By having a drink of water at hand and taking a sip before you answer a more difficult question, it gives you valuable thinking time without looking like you are hesitating. However, it is best to avoid having a sip of water before every answer as this might then appear to be a nervous habit.
Be mindful of your body language
No matter how many times you have presented, it is natural to feel nervous which can make us feel uncomfortable and more likely to fidget or use body language we would not normally. Try to avoid crossing your arms as this can appear defensive, and fidgeting, for example, with a button or hair tie can highlight your nerves. However, it is important to not look too stiff and rigid as this could also demonstrate discomfort.

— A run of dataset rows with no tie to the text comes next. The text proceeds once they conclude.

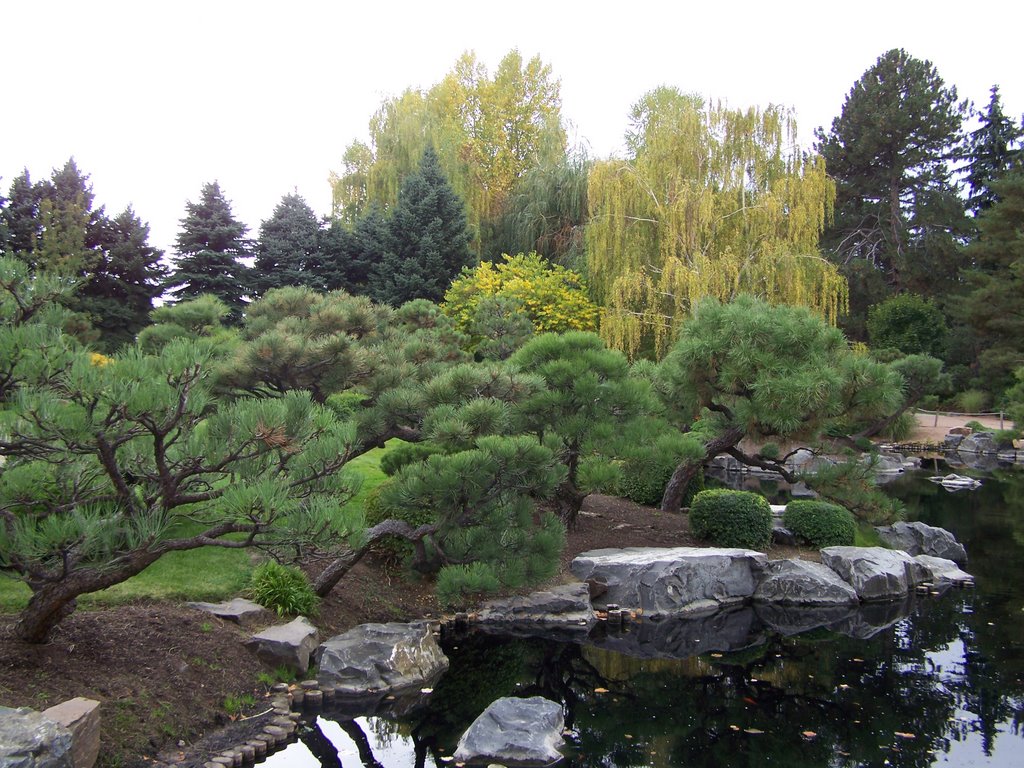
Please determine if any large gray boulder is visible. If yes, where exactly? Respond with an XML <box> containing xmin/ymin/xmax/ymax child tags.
<box><xmin>187</xmin><ymin>597</ymin><xmax>270</xmax><ymax>627</ymax></box>
<box><xmin>570</xmin><ymin>547</ymin><xmax>768</xmax><ymax>616</ymax></box>
<box><xmin>874</xmin><ymin>522</ymin><xmax>967</xmax><ymax>565</ymax></box>
<box><xmin>455</xmin><ymin>696</ymin><xmax>564</xmax><ymax>766</ymax></box>
<box><xmin>0</xmin><ymin>707</ymin><xmax>75</xmax><ymax>768</ymax></box>
<box><xmin>43</xmin><ymin>696</ymin><xmax>99</xmax><ymax>768</ymax></box>
<box><xmin>245</xmin><ymin>616</ymin><xmax>319</xmax><ymax>675</ymax></box>
<box><xmin>913</xmin><ymin>555</ymin><xmax>974</xmax><ymax>587</ymax></box>
<box><xmin>956</xmin><ymin>432</ymin><xmax>999</xmax><ymax>454</ymax></box>
<box><xmin>476</xmin><ymin>582</ymin><xmax>597</xmax><ymax>633</ymax></box>
<box><xmin>754</xmin><ymin>560</ymin><xmax>858</xmax><ymax>605</ymax></box>
<box><xmin>821</xmin><ymin>547</ymin><xmax>930</xmax><ymax>600</ymax></box>
<box><xmin>587</xmin><ymin>605</ymin><xmax>767</xmax><ymax>658</ymax></box>
<box><xmin>316</xmin><ymin>622</ymin><xmax>449</xmax><ymax>693</ymax></box>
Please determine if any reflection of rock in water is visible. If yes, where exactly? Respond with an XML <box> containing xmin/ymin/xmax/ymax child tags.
<box><xmin>754</xmin><ymin>603</ymin><xmax>859</xmax><ymax>636</ymax></box>
<box><xmin>588</xmin><ymin>606</ymin><xmax>766</xmax><ymax>658</ymax></box>
<box><xmin>828</xmin><ymin>598</ymin><xmax>913</xmax><ymax>640</ymax></box>
<box><xmin>587</xmin><ymin>599</ymin><xmax>913</xmax><ymax>658</ymax></box>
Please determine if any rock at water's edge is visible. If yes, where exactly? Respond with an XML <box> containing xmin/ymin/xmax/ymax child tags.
<box><xmin>874</xmin><ymin>522</ymin><xmax>967</xmax><ymax>565</ymax></box>
<box><xmin>821</xmin><ymin>547</ymin><xmax>929</xmax><ymax>600</ymax></box>
<box><xmin>570</xmin><ymin>547</ymin><xmax>768</xmax><ymax>616</ymax></box>
<box><xmin>455</xmin><ymin>696</ymin><xmax>564</xmax><ymax>766</ymax></box>
<box><xmin>245</xmin><ymin>616</ymin><xmax>319</xmax><ymax>675</ymax></box>
<box><xmin>316</xmin><ymin>622</ymin><xmax>449</xmax><ymax>693</ymax></box>
<box><xmin>476</xmin><ymin>582</ymin><xmax>597</xmax><ymax>632</ymax></box>
<box><xmin>0</xmin><ymin>707</ymin><xmax>75</xmax><ymax>768</ymax></box>
<box><xmin>754</xmin><ymin>560</ymin><xmax>858</xmax><ymax>605</ymax></box>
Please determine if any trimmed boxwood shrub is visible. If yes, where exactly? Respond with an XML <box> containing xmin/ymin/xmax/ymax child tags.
<box><xmin>690</xmin><ymin>489</ymin><xmax>771</xmax><ymax>549</ymax></box>
<box><xmin>782</xmin><ymin>500</ymin><xmax>857</xmax><ymax>549</ymax></box>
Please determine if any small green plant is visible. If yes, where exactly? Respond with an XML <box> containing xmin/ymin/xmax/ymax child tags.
<box><xmin>690</xmin><ymin>489</ymin><xmax>771</xmax><ymax>549</ymax></box>
<box><xmin>956</xmin><ymin>389</ymin><xmax>990</xmax><ymax>414</ymax></box>
<box><xmin>223</xmin><ymin>693</ymin><xmax>256</xmax><ymax>720</ymax></box>
<box><xmin>256</xmin><ymin>667</ymin><xmax>298</xmax><ymax>688</ymax></box>
<box><xmin>246</xmin><ymin>560</ymin><xmax>319</xmax><ymax>616</ymax></box>
<box><xmin>782</xmin><ymin>500</ymin><xmax>857</xmax><ymax>549</ymax></box>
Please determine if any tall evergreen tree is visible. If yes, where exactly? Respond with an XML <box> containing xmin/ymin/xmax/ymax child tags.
<box><xmin>964</xmin><ymin>85</ymin><xmax>1024</xmax><ymax>216</ymax></box>
<box><xmin>75</xmin><ymin>206</ymin><xmax>166</xmax><ymax>351</ymax></box>
<box><xmin>817</xmin><ymin>49</ymin><xmax>967</xmax><ymax>307</ymax></box>
<box><xmin>251</xmin><ymin>195</ymin><xmax>323</xmax><ymax>296</ymax></box>
<box><xmin>370</xmin><ymin>148</ymin><xmax>472</xmax><ymax>306</ymax></box>
<box><xmin>963</xmin><ymin>169</ymin><xmax>1024</xmax><ymax>391</ymax></box>
<box><xmin>165</xmin><ymin>181</ymin><xmax>250</xmax><ymax>322</ymax></box>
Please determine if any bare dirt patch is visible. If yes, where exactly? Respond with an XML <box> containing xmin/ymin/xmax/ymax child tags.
<box><xmin>0</xmin><ymin>495</ymin><xmax>817</xmax><ymax>768</ymax></box>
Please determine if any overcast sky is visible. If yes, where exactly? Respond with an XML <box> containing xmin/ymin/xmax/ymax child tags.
<box><xmin>0</xmin><ymin>0</ymin><xmax>1024</xmax><ymax>257</ymax></box>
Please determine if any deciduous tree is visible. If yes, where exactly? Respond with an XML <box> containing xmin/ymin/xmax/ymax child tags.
<box><xmin>586</xmin><ymin>88</ymin><xmax>846</xmax><ymax>356</ymax></box>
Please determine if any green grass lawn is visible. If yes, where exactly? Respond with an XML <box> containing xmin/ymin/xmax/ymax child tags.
<box><xmin>0</xmin><ymin>440</ymin><xmax>397</xmax><ymax>612</ymax></box>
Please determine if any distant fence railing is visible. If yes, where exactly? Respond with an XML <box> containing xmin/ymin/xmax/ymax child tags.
<box><xmin>914</xmin><ymin>408</ymin><xmax>1006</xmax><ymax>429</ymax></box>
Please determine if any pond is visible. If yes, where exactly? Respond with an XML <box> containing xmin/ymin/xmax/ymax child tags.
<box><xmin>263</xmin><ymin>469</ymin><xmax>1024</xmax><ymax>768</ymax></box>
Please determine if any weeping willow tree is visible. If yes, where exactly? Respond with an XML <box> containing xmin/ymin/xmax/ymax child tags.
<box><xmin>586</xmin><ymin>88</ymin><xmax>847</xmax><ymax>357</ymax></box>
<box><xmin>331</xmin><ymin>50</ymin><xmax>566</xmax><ymax>255</ymax></box>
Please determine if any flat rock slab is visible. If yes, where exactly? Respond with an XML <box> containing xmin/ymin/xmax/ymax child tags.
<box><xmin>570</xmin><ymin>547</ymin><xmax>768</xmax><ymax>616</ymax></box>
<box><xmin>188</xmin><ymin>597</ymin><xmax>271</xmax><ymax>627</ymax></box>
<box><xmin>0</xmin><ymin>707</ymin><xmax>75</xmax><ymax>768</ymax></box>
<box><xmin>476</xmin><ymin>582</ymin><xmax>597</xmax><ymax>633</ymax></box>
<box><xmin>245</xmin><ymin>616</ymin><xmax>319</xmax><ymax>675</ymax></box>
<box><xmin>455</xmin><ymin>696</ymin><xmax>565</xmax><ymax>766</ymax></box>
<box><xmin>316</xmin><ymin>622</ymin><xmax>449</xmax><ymax>694</ymax></box>
<box><xmin>821</xmin><ymin>547</ymin><xmax>930</xmax><ymax>600</ymax></box>
<box><xmin>874</xmin><ymin>522</ymin><xmax>967</xmax><ymax>565</ymax></box>
<box><xmin>754</xmin><ymin>560</ymin><xmax>859</xmax><ymax>605</ymax></box>
<box><xmin>43</xmin><ymin>696</ymin><xmax>99</xmax><ymax>768</ymax></box>
<box><xmin>913</xmin><ymin>555</ymin><xmax>974</xmax><ymax>586</ymax></box>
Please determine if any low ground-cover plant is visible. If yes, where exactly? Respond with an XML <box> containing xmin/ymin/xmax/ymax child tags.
<box><xmin>252</xmin><ymin>560</ymin><xmax>319</xmax><ymax>616</ymax></box>
<box><xmin>782</xmin><ymin>500</ymin><xmax>857</xmax><ymax>549</ymax></box>
<box><xmin>690</xmin><ymin>489</ymin><xmax>771</xmax><ymax>549</ymax></box>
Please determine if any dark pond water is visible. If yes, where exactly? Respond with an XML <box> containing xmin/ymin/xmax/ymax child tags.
<box><xmin>265</xmin><ymin>470</ymin><xmax>1024</xmax><ymax>768</ymax></box>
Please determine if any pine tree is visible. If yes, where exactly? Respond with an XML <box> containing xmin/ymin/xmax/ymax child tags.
<box><xmin>251</xmin><ymin>195</ymin><xmax>323</xmax><ymax>296</ymax></box>
<box><xmin>165</xmin><ymin>181</ymin><xmax>250</xmax><ymax>322</ymax></box>
<box><xmin>370</xmin><ymin>148</ymin><xmax>471</xmax><ymax>306</ymax></box>
<box><xmin>817</xmin><ymin>49</ymin><xmax>967</xmax><ymax>301</ymax></box>
<box><xmin>964</xmin><ymin>85</ymin><xmax>1024</xmax><ymax>216</ymax></box>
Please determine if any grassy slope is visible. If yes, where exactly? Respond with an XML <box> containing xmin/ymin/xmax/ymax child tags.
<box><xmin>0</xmin><ymin>449</ymin><xmax>395</xmax><ymax>612</ymax></box>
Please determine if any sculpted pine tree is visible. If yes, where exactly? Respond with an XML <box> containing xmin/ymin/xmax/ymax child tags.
<box><xmin>166</xmin><ymin>181</ymin><xmax>249</xmax><ymax>322</ymax></box>
<box><xmin>586</xmin><ymin>88</ymin><xmax>846</xmax><ymax>356</ymax></box>
<box><xmin>659</xmin><ymin>296</ymin><xmax>903</xmax><ymax>520</ymax></box>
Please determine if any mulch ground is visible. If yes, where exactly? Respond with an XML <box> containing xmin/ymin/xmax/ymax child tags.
<box><xmin>0</xmin><ymin>495</ymin><xmax>817</xmax><ymax>768</ymax></box>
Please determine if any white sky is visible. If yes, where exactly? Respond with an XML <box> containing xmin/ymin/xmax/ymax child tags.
<box><xmin>0</xmin><ymin>0</ymin><xmax>1024</xmax><ymax>257</ymax></box>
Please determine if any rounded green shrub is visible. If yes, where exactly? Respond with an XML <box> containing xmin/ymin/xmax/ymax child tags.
<box><xmin>782</xmin><ymin>500</ymin><xmax>857</xmax><ymax>549</ymax></box>
<box><xmin>251</xmin><ymin>560</ymin><xmax>319</xmax><ymax>616</ymax></box>
<box><xmin>690</xmin><ymin>489</ymin><xmax>771</xmax><ymax>549</ymax></box>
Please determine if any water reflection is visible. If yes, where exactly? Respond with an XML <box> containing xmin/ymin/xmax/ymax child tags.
<box><xmin>268</xmin><ymin>472</ymin><xmax>1024</xmax><ymax>768</ymax></box>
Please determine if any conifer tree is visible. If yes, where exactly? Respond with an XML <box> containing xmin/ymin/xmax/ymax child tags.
<box><xmin>370</xmin><ymin>148</ymin><xmax>472</xmax><ymax>306</ymax></box>
<box><xmin>251</xmin><ymin>195</ymin><xmax>324</xmax><ymax>296</ymax></box>
<box><xmin>964</xmin><ymin>85</ymin><xmax>1024</xmax><ymax>216</ymax></box>
<box><xmin>817</xmin><ymin>49</ymin><xmax>968</xmax><ymax>303</ymax></box>
<box><xmin>165</xmin><ymin>181</ymin><xmax>250</xmax><ymax>323</ymax></box>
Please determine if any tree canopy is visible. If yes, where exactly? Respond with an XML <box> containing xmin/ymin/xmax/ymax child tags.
<box><xmin>586</xmin><ymin>88</ymin><xmax>846</xmax><ymax>356</ymax></box>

A good way to stand is with your shoulders nice and relaxed (try to consciously push them down. When we feel nervous, we tend to raise them without realising) with a calm, open posture, a smile and a nod whilst talking can also indicate confidence. To really connect with the audience, it might be useful to employ something called convergence, where your speech and your behaviour becomes more like that of the person asking you a question as a way of making yourself more relatable to them. For example, you could try adopting a similar speed of speaking and perhaps using some of the same gestures or phrases that they do. You don’t have to change your natural style of speaking too much, in fact it’s best not to, but using a few similar phrases will help you connect to your audience, making them more receptive to your answers.

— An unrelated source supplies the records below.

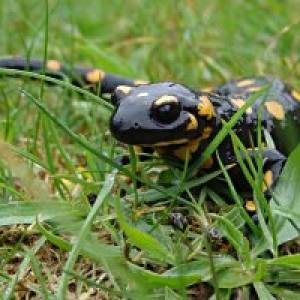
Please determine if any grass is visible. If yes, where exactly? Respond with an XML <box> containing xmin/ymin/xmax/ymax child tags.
<box><xmin>0</xmin><ymin>0</ymin><xmax>300</xmax><ymax>299</ymax></box>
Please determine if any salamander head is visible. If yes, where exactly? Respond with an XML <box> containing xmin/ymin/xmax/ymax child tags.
<box><xmin>110</xmin><ymin>82</ymin><xmax>211</xmax><ymax>146</ymax></box>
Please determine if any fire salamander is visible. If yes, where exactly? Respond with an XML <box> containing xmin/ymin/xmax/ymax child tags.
<box><xmin>0</xmin><ymin>58</ymin><xmax>300</xmax><ymax>193</ymax></box>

When delivering your answers, an awareness of a theory regarding four key components of effective conversation, known as Grice’s Maxims, could make your responses more effective and help you feel more confident. This consists of:
- Quantity – Your answer should detail enough information that the question has been addressed fully but should not be too long. Once you have given all the relevant information you need, stop. It is easy to think a long, in-depth answer is needed to show your expertise, but this is not the case, and you are more likely to ramble making you appear less confident or knowledgeable.

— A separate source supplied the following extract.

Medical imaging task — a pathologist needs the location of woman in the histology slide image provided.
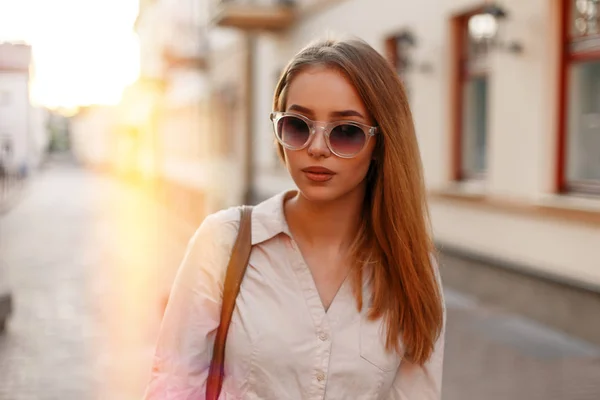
[146,36,445,400]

- Quality (truth) – Your answer should be true or if you are unsure, for example, if the question is about a future projection, it should be what you believe to be true. Whilst it can be tempting to exaggerate to try to impress, it can be easy for the audience to spot and embarrassing if you get caught out. Being honest, even under pressure will make you appear more trustworthy and ultimately benefit your business.
- Relation (relevance) – Your answer should be as relevant to the question as possible. This shows that you are actively listening to the question and have understood it. It is possible that in your presentation you might have missed out a piece of information that you wanted to include, and the temptation might be to try to include it in an answer that doesn’t really fit the question. However, this is more likely to make it appear as though you have misunderstood the question and undermines the audience’s confidence in you.
- Manner (clarity) – Deliver your answer in a clear way. Try to avoid ambiguity, obscurity or vague language. Remember if you need to take a second to think of the answer before you give it, that’s OK. A clear, well-articulated response will leave your audience with a greater understanding on the topic and confidence in your expertise. Don’t forget to consciously slow down your speech as we often speed up when we are nervous, which can make our answers less clear.
With practice your Q&A can become as strong and confident as your main presentation. If you are still feeling daunted, try to remember that the questions are not being asked to trick you, but because of a genuine interest and to learn from you. You are the expert, so have confidence in yourself and your answers.